It is stated that the masjid was built when a room located above the gate of the Çuhacılar Inn was converted into a masjid by İğneci Hacı Hasan Agha.
Mentioned inn was built by Nevşehirli İbrahim Pasha; it was rented out by foundations and the mosque was used outside the inn.
According to the Istanbul Encyclopedia, the masjid remained inside the building when the inn was built; in addition, Avadis Mesropyan, who was born in 1893 and came to Istanbul in 1904 and who had been a coffeehouse owner in the Çuhacılar Inn for many years, stated that the masjid was open for worship during the First World War (until 1914), had two sections with a lower and upper section, and was later closed and added to the inn as two rooms.

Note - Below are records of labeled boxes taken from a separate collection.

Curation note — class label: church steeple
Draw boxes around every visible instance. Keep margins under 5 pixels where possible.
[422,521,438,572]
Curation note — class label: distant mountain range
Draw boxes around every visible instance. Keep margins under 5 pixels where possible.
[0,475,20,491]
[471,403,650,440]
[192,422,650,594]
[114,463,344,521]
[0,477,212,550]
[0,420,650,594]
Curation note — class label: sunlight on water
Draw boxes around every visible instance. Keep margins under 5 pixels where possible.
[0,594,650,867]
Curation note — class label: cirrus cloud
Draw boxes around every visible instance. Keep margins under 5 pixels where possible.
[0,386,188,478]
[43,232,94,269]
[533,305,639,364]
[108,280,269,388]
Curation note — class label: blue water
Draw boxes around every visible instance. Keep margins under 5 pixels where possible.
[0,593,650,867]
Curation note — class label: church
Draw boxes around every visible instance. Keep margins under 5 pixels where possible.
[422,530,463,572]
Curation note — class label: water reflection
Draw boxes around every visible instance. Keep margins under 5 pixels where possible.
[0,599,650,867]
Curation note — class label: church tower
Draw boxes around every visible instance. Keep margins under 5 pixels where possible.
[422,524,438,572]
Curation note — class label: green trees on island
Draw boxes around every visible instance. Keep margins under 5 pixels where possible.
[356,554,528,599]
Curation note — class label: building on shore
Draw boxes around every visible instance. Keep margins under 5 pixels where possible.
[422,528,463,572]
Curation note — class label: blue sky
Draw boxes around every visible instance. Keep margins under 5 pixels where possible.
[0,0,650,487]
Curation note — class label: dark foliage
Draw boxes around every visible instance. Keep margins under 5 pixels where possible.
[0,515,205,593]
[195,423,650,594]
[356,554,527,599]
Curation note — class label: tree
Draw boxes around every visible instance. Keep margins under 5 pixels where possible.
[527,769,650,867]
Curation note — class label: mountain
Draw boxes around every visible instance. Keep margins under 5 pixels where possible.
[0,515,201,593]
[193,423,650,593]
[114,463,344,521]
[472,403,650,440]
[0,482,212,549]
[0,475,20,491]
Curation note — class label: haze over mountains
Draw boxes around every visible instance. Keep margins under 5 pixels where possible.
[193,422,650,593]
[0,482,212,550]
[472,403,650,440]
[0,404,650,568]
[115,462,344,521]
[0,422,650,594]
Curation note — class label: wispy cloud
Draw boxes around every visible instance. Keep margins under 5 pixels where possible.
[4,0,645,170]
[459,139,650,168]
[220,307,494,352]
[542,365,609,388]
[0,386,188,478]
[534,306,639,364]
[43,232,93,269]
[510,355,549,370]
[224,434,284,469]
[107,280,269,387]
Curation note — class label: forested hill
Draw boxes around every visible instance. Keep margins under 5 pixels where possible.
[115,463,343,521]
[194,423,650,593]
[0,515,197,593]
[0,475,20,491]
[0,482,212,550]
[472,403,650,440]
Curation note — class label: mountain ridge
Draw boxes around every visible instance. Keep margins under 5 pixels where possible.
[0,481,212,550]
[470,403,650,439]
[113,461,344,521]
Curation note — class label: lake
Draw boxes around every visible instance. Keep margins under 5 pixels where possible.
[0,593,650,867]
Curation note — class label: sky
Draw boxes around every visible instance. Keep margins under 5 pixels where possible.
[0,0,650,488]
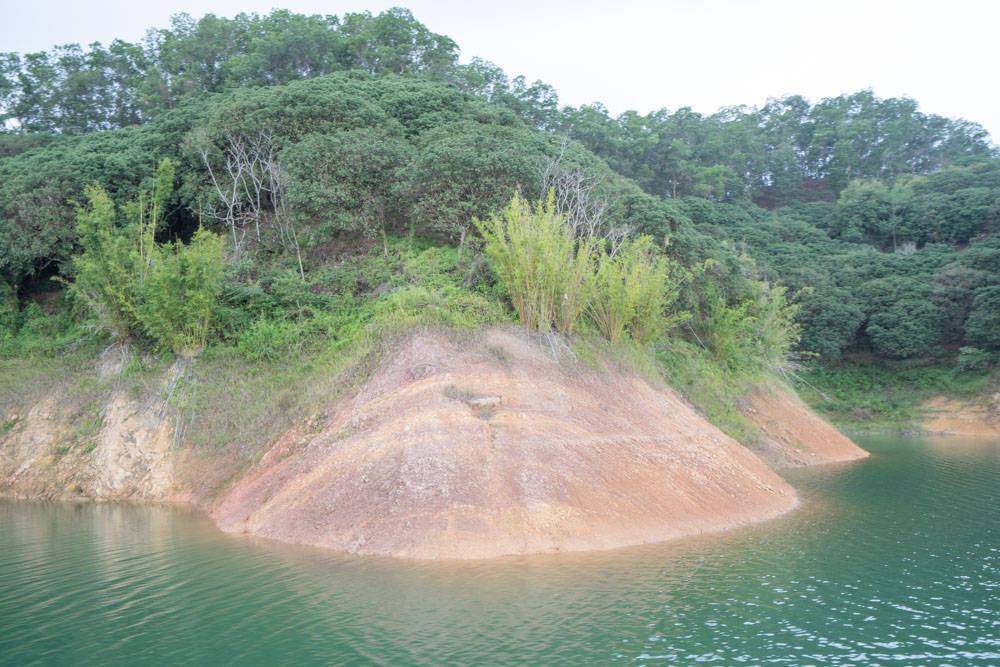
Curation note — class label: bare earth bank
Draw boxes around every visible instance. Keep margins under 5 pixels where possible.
[0,329,865,559]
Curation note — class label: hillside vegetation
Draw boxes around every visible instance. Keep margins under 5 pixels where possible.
[0,9,1000,430]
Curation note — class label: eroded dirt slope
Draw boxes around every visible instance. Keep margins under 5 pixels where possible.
[213,330,796,558]
[743,387,868,468]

In 1964, there was a bedstead manufacturing facility in the lower part of the old mosque and a foundry workshop in the upper part, while the iron railing and the place of call to prayer facing the street remained standing.
- Prominent features
The mosque is a small building located in the Grand Bazaar, accessed by stairs.
On the lower floor there is a small area and a place for ablution; on the upper floor there is the main part of the mosque.
Its walls, mihrab and minbar are decorated with tiles; its pulpit is made of carefully crafted wood.
There are two domes in the building, and the women gallery is reached on a single wooden pole.